Recruiters say that 23 acres of Project Infinity's 80-acre site would be 'under roof' as a distribution center; more than 1 million square feet, once after a $4 million state "Fast Track" grant helps re-grade the 0.3 acre wetland.
In return, 'Infinity' promises to invest $101 million to create 1,250 full-time jobs, paying, on average, $32,000 per year.
"If I had to guess, it would be very closely related to auto-parts production," says Dr. Matt Murray, Associate Director of the University of Tennessee's Center for Business & Economic Research in Knoxville.
Dr.
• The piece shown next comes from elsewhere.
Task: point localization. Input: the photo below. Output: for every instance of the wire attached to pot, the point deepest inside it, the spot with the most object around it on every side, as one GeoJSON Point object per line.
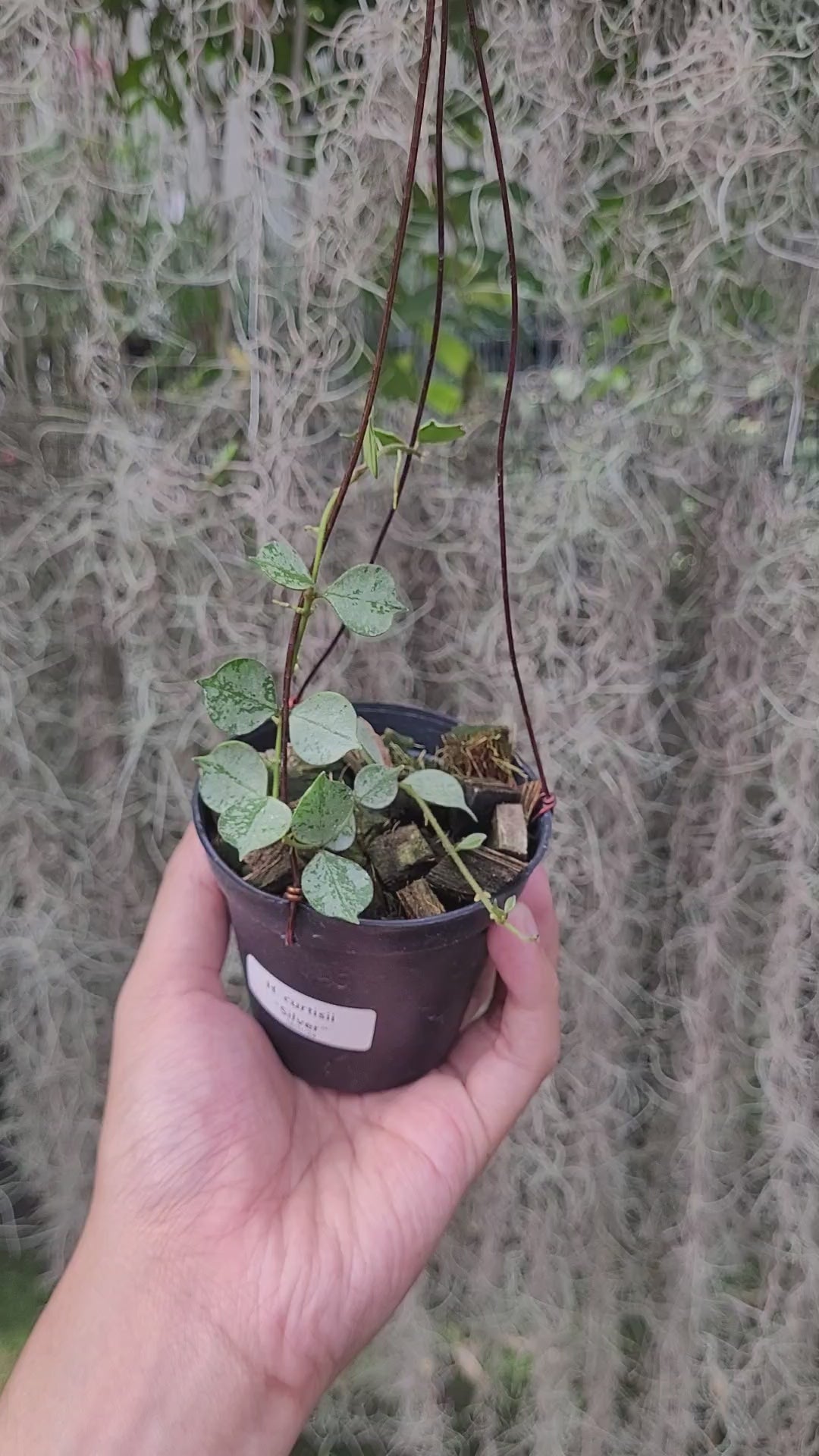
{"type": "Point", "coordinates": [513, 337]}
Murray says any other use likely wouldn't play to Enterprise South's, or Chattanooga's strengths; though engineers' and architects' drawings provide for loading bays and parking for large trucks.
"Even an auto parts facility could have distribution associated with it," Dr. Murray says. "They need a place to store the product when they've produced it."
That could explain 'Infinity's' Bradley County component. Economic developers there aren't talking either, but the Chattanooga Times-Free Press reports that 'Infinity's' Bradley County investment could top $63 million to create 450 jobs, half of them full-time.
Bradley County's 70-acre site is privately-owned and subject to re-zoning. Site preparation could cost $6 million. Bradley County has sought a $2.2 million state 'Fast Track' grant, the newspaper reports.
Chattanooga's Mayor reiterates that Hamilton County does not consider Bradley County a partner in its bid; but the bids aren't viewed as competing proposals either.